Wade is right that your stuff is probably too small for just rats.
A corn snake right out of the egg has a long ways to go before attempting a rat(whole.) You can use a method that some scarlet kingsnake and other fussy or small snake keepers utilize, which is cutting up a pinkie into parts, or "braining" for the smell. I have heard of people feeding mouse tails to snakes too small for pinkies. Haven't tried any of this myself, don't know if it will work with rats and your situation.
I purchased a new corn, texas rat snake, among others a I first started in this hobby. I bred mice after I got tired of spending $1.30 and driving 15min. each way to purchase a single pinky once a week. They were perfect, untill my Carpet Python got to the size where two or three mice were barely enough. This could have been very expensive. I saw this comming from a long way, and started rats before they were neccesary, feeding them to everything etc.
Anyways, I'd wait a while and intergrate like I was doing when this picture was taken now.
Sizes for me typically went
Mice
inks .8-3g when born, within a day or 12 hours.
10 days - crawlers ~7-12 g
20 days - hoppers ~10-18g
30 days - sm adult ~15-25g
60 days - adult ~22-35g
This all depends on litter size, mother's condition etc. This is all off of memory, and I haven't been doing much with mass and my herps lately, but I am more confident with my mice weights than rats anywho.
Rats: Pinks 2-5g
10 days crawlers 20-30g
20 days hoppers 35-60g
30 days sm adult 100-150g
60 days adult 200-350
This depends on the same as above variable, but my males grow quicker, my breeding females are 300-400 when not pregnant, my mail was 420g when I got him and now 500g 18months later. Too big for my 2.8kg Carpet Python still IMO, though he could take the females pretty well.

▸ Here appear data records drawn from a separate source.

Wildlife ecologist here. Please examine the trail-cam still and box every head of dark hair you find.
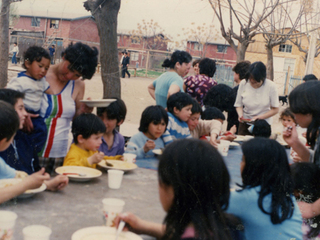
[0,88,24,107]
[22,46,50,69]
[232,60,251,80]
[139,105,168,133]
[162,50,192,69]
[199,58,216,77]
[97,98,127,123]
[203,84,236,112]
[201,107,226,121]
[191,98,202,114]
[289,81,320,148]
[246,62,267,82]
[167,92,192,114]
[62,42,98,79]
[241,137,293,224]
[0,100,20,141]
[71,113,106,144]
[302,74,318,82]
[252,119,271,138]
[158,139,230,240]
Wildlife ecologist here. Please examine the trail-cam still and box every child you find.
[63,113,106,168]
[97,98,127,156]
[227,137,302,240]
[126,105,168,159]
[290,162,320,240]
[7,46,52,152]
[116,139,241,240]
[162,92,192,145]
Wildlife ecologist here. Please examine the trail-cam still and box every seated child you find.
[126,105,168,159]
[7,46,52,152]
[97,98,127,156]
[187,99,222,146]
[162,92,192,145]
[290,162,320,240]
[63,113,106,168]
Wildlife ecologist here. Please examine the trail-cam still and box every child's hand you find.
[143,140,156,153]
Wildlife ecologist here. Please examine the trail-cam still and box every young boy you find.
[97,98,127,156]
[63,113,106,168]
[162,92,192,145]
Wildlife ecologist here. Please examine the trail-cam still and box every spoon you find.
[115,220,126,240]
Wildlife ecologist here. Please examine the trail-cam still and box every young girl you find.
[116,139,241,240]
[227,138,302,240]
[125,105,168,159]
[7,46,52,152]
[290,162,320,240]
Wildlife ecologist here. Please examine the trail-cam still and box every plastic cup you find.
[22,225,52,240]
[102,198,125,227]
[108,170,124,189]
[0,211,18,240]
[123,153,137,163]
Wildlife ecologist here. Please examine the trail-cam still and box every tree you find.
[208,0,279,62]
[84,0,121,98]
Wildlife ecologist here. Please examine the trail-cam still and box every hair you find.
[162,50,192,69]
[246,62,267,82]
[71,113,106,144]
[239,137,294,224]
[167,92,193,114]
[158,139,231,240]
[302,74,318,82]
[0,100,20,141]
[199,58,216,78]
[280,107,297,124]
[62,42,98,79]
[191,98,202,115]
[252,119,271,138]
[289,81,320,148]
[290,162,320,238]
[97,98,127,123]
[201,107,226,121]
[0,88,24,107]
[139,105,168,133]
[232,61,251,80]
[22,46,51,69]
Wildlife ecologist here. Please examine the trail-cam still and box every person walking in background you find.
[11,42,19,65]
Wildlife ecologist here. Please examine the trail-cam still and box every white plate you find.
[71,226,142,240]
[80,99,117,107]
[98,160,138,172]
[0,178,47,198]
[56,166,102,182]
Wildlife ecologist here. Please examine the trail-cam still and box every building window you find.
[217,45,228,53]
[279,44,292,53]
[50,20,59,29]
[31,17,40,27]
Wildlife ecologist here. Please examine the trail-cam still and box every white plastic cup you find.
[102,198,125,227]
[123,153,137,163]
[108,170,124,189]
[0,211,18,240]
[218,140,230,156]
[22,225,52,240]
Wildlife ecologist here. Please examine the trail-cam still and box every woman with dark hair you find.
[183,58,217,106]
[227,137,302,240]
[148,50,192,108]
[234,62,279,135]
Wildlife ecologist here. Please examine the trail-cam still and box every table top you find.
[0,168,165,240]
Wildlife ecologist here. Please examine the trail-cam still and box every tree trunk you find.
[0,0,10,88]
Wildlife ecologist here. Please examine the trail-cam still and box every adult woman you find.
[234,62,279,135]
[148,50,192,108]
[40,42,98,173]
[183,58,217,106]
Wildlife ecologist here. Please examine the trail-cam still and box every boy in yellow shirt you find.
[63,113,106,168]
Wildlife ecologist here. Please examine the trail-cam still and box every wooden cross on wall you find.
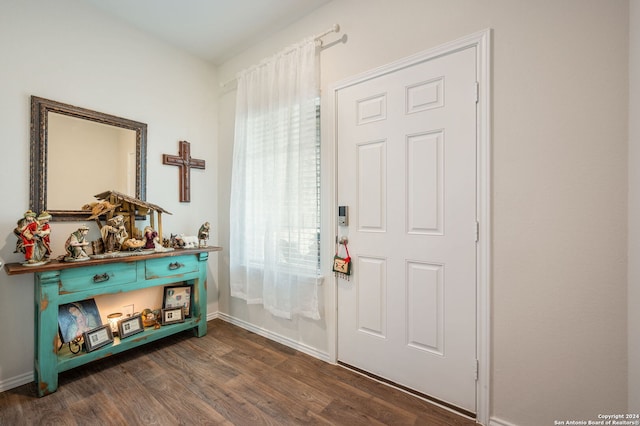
[162,141,204,203]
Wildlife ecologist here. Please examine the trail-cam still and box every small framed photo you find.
[162,285,193,318]
[58,299,102,343]
[83,324,113,352]
[118,315,144,339]
[162,307,184,325]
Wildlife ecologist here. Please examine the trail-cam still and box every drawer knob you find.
[169,262,184,271]
[93,272,109,283]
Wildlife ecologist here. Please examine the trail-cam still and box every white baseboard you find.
[489,417,518,426]
[218,312,331,363]
[0,371,33,392]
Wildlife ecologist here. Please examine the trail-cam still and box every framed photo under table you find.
[162,307,184,325]
[118,315,144,339]
[83,324,113,352]
[162,284,193,318]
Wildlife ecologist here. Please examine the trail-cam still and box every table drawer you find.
[60,263,138,293]
[145,256,198,280]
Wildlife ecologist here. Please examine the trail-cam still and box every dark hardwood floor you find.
[0,320,475,426]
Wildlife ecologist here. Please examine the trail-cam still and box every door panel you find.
[337,48,476,412]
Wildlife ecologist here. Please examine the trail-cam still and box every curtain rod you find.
[220,24,340,90]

Wait till all of your snakes are past ~60-80g or so before going with pinks. I think that is close to when I started my younger desert king, though he was relucatant to take them over mice of the same size, so I froze them together for a while and now he is fine. My corn, texas rat, desert kings, russian rats, and carpet python have given me very little problems all on rats for the last 9 months, when I stopped breeding mice.
You can cross check mice/rat f/t sites for their weights as well.